Is there an easier way to create a predicted probabilities graph with confidence intervals for a multinomial logistic regression with an interaction term? I have the following code below, which seems like a very long way to do something that I could just do with one line of code for other regression types. I'm also wondering if creating three graphs for each of my y
levels if the best way to represent the results.
Also, I was wondering if there's a way to make the geom_ribbon
to look smoother.
# data frame
df <- data.frame(
rating = c("1 Better", "1 Better", "1 Better", "2 Medium", "2 Medium", "2 Medium", "3 Worse", "3 Worse", "3 Worse","1 Better", "1 Better", "1 Better", "2 Medium", "2 Medium", "2 Medium", "3 Worse", "3 Worse", "3 Worse"),
count = c(2, 0, 5, 8, 10, 3, 2, 1, 0, 0, 9, 1, 0, 5, 7, 2, 9, 0),
case = c("Y", "N", "Y", "Y", "N", "Y", "N", "Y", "N", "N", "Y", "N", "Y", "N", "N", "Y", "N", "Y"),
cool = c(1, 0, 1, 1, 0, 1, 0, 1, 0, 0, 1, 1, 0, 1, 1, 0, 1, 1)
)
# regression model
fit <- multinom(rating ~ count * case + cool, data = df)
It appears that the next step would be to generate data for the prediction.
# new data for prediction
new_data <- expand.grid(
count = seq(min(df$count), max(df$count), length.out = 100),
case = unique(df$case),
cool = unique(df$cool)
)
# simulations
n_sims <- 1000
# simulate predictions
simulate_preds <- function(model, newdata, n) {
preds <- predict(model, newdata = newdata, type = "probs")

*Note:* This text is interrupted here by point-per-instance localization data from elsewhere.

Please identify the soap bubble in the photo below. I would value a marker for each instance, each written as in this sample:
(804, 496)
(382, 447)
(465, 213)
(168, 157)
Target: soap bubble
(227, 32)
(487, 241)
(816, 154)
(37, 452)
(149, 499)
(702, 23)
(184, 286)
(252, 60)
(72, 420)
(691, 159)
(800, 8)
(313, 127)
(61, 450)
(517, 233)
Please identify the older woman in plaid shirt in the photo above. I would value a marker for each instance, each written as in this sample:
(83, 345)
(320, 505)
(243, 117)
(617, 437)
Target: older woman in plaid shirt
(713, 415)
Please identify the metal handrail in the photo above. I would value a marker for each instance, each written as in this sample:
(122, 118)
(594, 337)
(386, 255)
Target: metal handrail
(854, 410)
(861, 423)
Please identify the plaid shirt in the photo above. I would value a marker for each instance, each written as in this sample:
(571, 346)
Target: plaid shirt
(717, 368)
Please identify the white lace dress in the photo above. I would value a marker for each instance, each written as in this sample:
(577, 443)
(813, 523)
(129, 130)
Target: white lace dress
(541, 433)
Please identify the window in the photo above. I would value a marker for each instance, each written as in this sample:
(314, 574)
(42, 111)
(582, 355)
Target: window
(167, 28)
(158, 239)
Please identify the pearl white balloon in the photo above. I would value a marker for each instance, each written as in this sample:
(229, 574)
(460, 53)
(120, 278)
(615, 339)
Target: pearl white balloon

simulated_preds <- replicate(n, {
beta_sims <- matrix(rnorm(length(preds), 0, 0.1), ncol = nrow(preds))
preds + t(beta_sims)
})
simulated_preds
}
simulated_probs <- simulate_preds(fit, newdata = new_data, n = n_sims)
# confidence intervals
quantiles <- apply(simulated_probs, c(1, 2), function(x) {
quantile(x, c(0.025, 0.975))
})
So when I combine the quantiles, I would have three separate sets of upper and lower bounds:
# combine to create new df
new_data <- cbind(new_data, quantiles[1,,], quantiles[2,,])
# rename columns
colnames(new_data) <- c("count", "case", "cool", "Better_Low", "Medium_Low", "Worse_Low", "Better_High", "Medium_High", "Worse_High")
Here's my graph:
ggplot(new_data, aes(x = count, color = factor(cool))) +
facet_wrap(~ yes) +
geom_ribbon(aes(ymin = Better_Low, ymax = Better_High)) +
labs(x = "Count", y = "Predicted Probability", color = "Cool", linetype = "Case") +
ggtitle("Predicted Probabilities by Rating, Case, and Coolness with Confidence Intervals") +
theme_bw()
And I repeat this for medium and worse...
But the I add the stat and method commands for the geom_ribbon function, it throws an error:
ggplot(new_data, aes(x = count, color = factor(cool))) +
facet_wrap(~ yes) +
geom_ribbon(aes(ymin = Better_Low, ymax = Better_High), alpha = 0.3, stat = "smooth", method = "loess") +
labs(x = "Count", y = "Predicted Probability", color = "Cool", linetype = "Case") +
ggtitle("Predicted Probabilities by Rating, Case, and Coolness with Confidence Intervals") +
theme_bw()
`geom_smooth()` using formula = 'y ~ x'
Error in `geom_ribbon()`:
! Problem while computing stat.
ℹ Error occurred in the 1st layer.
Caused by error in `compute_layer()`:
! `stat_smooth()` requires the following missing aesthetics: y
Run `rlang::last_trace()` to see where the error occurred.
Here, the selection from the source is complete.